I’m not saying don’t use swear words - I’m just saying use them for the appropriate market. You might find the occasional swear word in some men’s magazines, for example. But again, check where you see them. Are they used by the writer, to get a point across? Or are they used in a direct quote, because that conveys the interviewee’s character? 

So next time you want to use a swear word in your writing, ask yourself is it necessary? There are times when it might be, if it gets your point across. But always let your market dictate its usage. And, generally, the use of swear words works better if you follow the principle of “less is more.”

Good !?*/&!ing luck.

(Of course, this applies to all words, not just swear words. Take it from the man who once had an editor delete the word ‘fart’ from his text and replace it with ‘break-wind’.)
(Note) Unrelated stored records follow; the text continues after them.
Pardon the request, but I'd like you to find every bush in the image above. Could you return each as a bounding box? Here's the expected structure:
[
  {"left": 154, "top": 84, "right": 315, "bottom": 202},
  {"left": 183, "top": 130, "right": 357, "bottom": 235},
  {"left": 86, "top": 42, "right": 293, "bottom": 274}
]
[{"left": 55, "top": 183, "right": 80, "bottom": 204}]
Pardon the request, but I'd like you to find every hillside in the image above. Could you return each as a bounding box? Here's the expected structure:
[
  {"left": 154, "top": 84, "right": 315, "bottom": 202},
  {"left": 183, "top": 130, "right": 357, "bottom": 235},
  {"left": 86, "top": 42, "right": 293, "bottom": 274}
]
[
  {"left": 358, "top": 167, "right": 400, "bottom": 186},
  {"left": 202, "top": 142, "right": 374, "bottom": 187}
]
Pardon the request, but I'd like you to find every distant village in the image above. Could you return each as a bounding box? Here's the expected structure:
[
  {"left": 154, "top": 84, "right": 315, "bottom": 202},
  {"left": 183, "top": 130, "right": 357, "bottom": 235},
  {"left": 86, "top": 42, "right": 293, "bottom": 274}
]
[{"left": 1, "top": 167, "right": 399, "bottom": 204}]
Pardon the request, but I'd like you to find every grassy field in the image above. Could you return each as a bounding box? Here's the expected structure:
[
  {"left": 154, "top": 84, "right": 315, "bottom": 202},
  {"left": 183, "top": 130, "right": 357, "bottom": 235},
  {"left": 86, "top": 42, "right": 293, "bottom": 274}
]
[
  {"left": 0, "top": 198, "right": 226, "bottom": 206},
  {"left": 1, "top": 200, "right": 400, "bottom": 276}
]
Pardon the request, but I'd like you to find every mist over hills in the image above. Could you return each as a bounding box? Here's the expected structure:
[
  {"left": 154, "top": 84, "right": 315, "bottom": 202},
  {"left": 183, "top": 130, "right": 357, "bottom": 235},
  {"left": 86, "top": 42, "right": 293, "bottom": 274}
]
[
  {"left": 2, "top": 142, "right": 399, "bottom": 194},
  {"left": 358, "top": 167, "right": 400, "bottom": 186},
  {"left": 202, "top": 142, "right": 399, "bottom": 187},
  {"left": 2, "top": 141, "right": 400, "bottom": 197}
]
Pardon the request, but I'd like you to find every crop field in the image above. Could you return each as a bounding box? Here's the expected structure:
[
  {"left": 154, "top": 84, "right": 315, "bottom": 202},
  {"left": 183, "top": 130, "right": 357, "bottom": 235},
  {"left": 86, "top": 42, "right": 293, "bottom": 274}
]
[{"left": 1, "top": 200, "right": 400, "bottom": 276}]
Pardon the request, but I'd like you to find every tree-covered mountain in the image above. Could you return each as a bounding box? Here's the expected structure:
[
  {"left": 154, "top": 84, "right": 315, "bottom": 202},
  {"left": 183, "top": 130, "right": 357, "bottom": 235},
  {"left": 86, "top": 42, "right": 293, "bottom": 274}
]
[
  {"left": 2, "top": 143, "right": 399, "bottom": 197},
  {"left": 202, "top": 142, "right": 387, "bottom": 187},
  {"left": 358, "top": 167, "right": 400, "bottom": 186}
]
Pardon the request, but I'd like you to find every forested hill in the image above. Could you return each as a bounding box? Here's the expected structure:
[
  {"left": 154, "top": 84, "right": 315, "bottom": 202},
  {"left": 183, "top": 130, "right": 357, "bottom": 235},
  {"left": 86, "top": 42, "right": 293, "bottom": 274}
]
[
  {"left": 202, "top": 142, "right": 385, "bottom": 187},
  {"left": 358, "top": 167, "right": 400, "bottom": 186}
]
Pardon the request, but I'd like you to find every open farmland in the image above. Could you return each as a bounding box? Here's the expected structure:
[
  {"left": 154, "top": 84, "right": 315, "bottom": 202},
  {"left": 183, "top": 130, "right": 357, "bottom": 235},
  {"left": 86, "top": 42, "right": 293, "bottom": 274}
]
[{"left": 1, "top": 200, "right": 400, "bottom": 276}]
  1. I agree. Folk have excessive reactions to things like bad language. It's as if they have two levels of consciousness, one of which looks out for verbal triggers (not exclusively swear words*) and when one is found, overrides everything else, including hearing and common sense, triggering 'rant' mode.
    Best not to upset them, then.
    * I'd give examples but don't want to set anyone off on a rant.

  2. How about using them in material submitted for competitions?


    1. That is difficult, George. Some judges don't like so see them, whilst others will find them acceptable. However, all competition judging is subjective, so what one judge doesn't like another will think is great.

      I would suggest, though, that more judges would prefer not to see such language, so if you decide to use it, you might be making your entry's life more difficult in trying to find a judge that does find it acceptable.

  3. Interesting point - we had a part-time member attending our local writing group session a few weeks ago and he was 'surprised' by one of the pieces read out in the group. Yes the content was 'adult' but was well written and relevant to the writer's work (a book) and so we agreed it was perfectly acceptable.